Public consultation process on Local Property Tax to begin

 Cllr Melissa Halpin (PBP) labelled the Local Property Tax motion as cynical. The two parties that had introduced the  tax had now come along to reduce it, she said, but they had “no clue how poor people feel”. Photograph:  Dominic Lipinski/PA Wire

Cllr Melissa Halpin (PBP) labelled the Local Property Tax motion as cynical. The two parties that had introduced the tax had now come along to reduce it, she said, but they had “no clue how poor people feel”. Photograph: Dominic Lipinski/PA Wire

Tue, Jul 15, 2014, 19:33

Councillors in Dún Laoghaire-Rathdown County Council have voted unanimously to commit to a 15 per cent reduction in Local Property Tax in their next budget.

The vote was not a formal legal decision and can only be implemented after public consultation.

The local authority had the highest compliance with the Local Property Tax in the country. Some 97 per cent of householders paid the bill, averaging a payment of €686 each and totalling €58.1 million.

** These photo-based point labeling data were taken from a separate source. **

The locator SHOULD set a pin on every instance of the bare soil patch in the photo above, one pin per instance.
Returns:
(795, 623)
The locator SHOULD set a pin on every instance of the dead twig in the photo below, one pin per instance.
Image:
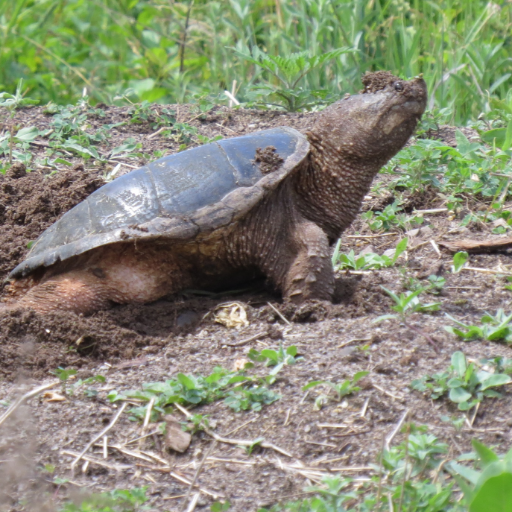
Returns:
(348, 342)
(193, 502)
(24, 398)
(147, 417)
(279, 314)
(237, 442)
(99, 462)
(98, 436)
(248, 340)
(194, 480)
(382, 390)
(397, 428)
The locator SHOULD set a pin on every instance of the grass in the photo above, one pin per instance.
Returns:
(174, 52)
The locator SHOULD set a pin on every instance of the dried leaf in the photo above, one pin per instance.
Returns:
(53, 396)
(232, 315)
(175, 438)
(495, 245)
(240, 364)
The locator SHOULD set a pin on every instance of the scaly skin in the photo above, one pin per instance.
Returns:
(286, 238)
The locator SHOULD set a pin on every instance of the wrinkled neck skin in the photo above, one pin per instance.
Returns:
(351, 141)
(332, 187)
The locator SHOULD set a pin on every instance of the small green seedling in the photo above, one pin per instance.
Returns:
(390, 217)
(14, 101)
(494, 328)
(415, 456)
(489, 489)
(220, 506)
(276, 358)
(465, 384)
(119, 500)
(347, 387)
(288, 72)
(407, 303)
(459, 260)
(368, 261)
(241, 392)
(243, 399)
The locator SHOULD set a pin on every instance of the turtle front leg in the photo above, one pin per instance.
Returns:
(76, 291)
(310, 274)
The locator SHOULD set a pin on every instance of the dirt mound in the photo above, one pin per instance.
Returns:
(32, 201)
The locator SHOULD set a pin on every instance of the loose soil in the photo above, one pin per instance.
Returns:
(131, 345)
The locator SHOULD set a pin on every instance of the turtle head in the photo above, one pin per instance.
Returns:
(373, 126)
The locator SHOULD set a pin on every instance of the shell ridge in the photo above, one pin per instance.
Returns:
(236, 173)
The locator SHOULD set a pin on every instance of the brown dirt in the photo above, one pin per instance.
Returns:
(130, 345)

County manager Philomena Poole told councillors the public consultation process on varying the tax would begin with advertisements this week.

She said a decision on the tax could only be made when the procedures and requirements set out in the relevant legislation had been followed.

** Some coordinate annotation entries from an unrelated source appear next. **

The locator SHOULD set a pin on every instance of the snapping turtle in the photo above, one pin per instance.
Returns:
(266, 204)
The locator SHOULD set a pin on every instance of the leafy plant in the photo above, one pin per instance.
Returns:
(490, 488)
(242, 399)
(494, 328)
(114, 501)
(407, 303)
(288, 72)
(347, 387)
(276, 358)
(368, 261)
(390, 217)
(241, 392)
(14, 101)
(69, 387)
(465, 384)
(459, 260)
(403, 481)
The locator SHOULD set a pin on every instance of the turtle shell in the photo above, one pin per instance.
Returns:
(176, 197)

Councillors would have to consider the council’s income and expenditure for the coming year, as well as the council’s financial position and the effect any reduction in the property tax might have on it.

She said the council needed clarity from the Department of Environment and Local Government about whether the council would retain 80 per cent of the Local Property Tax and what level of other grant or subsidy funding will be available.

Cllr Neale Richmond (FG), who tabled a motion on the issue, said the tax discriminates against the Dublin region. He noted the statutory procedure would have to be gone through, but said the council was sending “a very clear message of intent” to reduce the tax by supporting the motion.

Cllr Deirdre Kingston (Lab), who also tabled a separate motion to reduce the tax, said the county was luckier than most because of its high compliance rate. She said she would welcome the public consultation process.

But Cllr Melissa Halpin (PBP) labelled the motion as cynical. The two parties that had introduced property tax had now come along to reduce it, she said, but they had “no clue how poor people feel”.

The tax should be abolished and replaced with a wealth tax, she said, but she agreed to support the motion on the basis it would reduce the tax.

Cllr Mary Hanafin (FF) also said she would support the motion, but wanted to be sure commercial rates would not go up as a consequence.

In other business, Cllr Richard Humphreys (Lab) came in for criticism from fellow councillors during a discussion of a policy document drawn up by the council’s new alliance between Fine Gael, Fianna Fáil and the Green Party.

Mr Humphreys described the document as “relatively harmless” and said there was “nothing in it”. Cllr Maria Bailey (FG) suggested Mr Humphreys was bitter from “the break-up” with her party, and Cllr Barry Ward described his comments as the “wails of a spurned lover”.

In defence of his colleague, Peter O’Brien (Lab) welcomed the “coalescing of Fine Gael and Fianna Fáil”.

“I think their ideologies suit each other,” he said.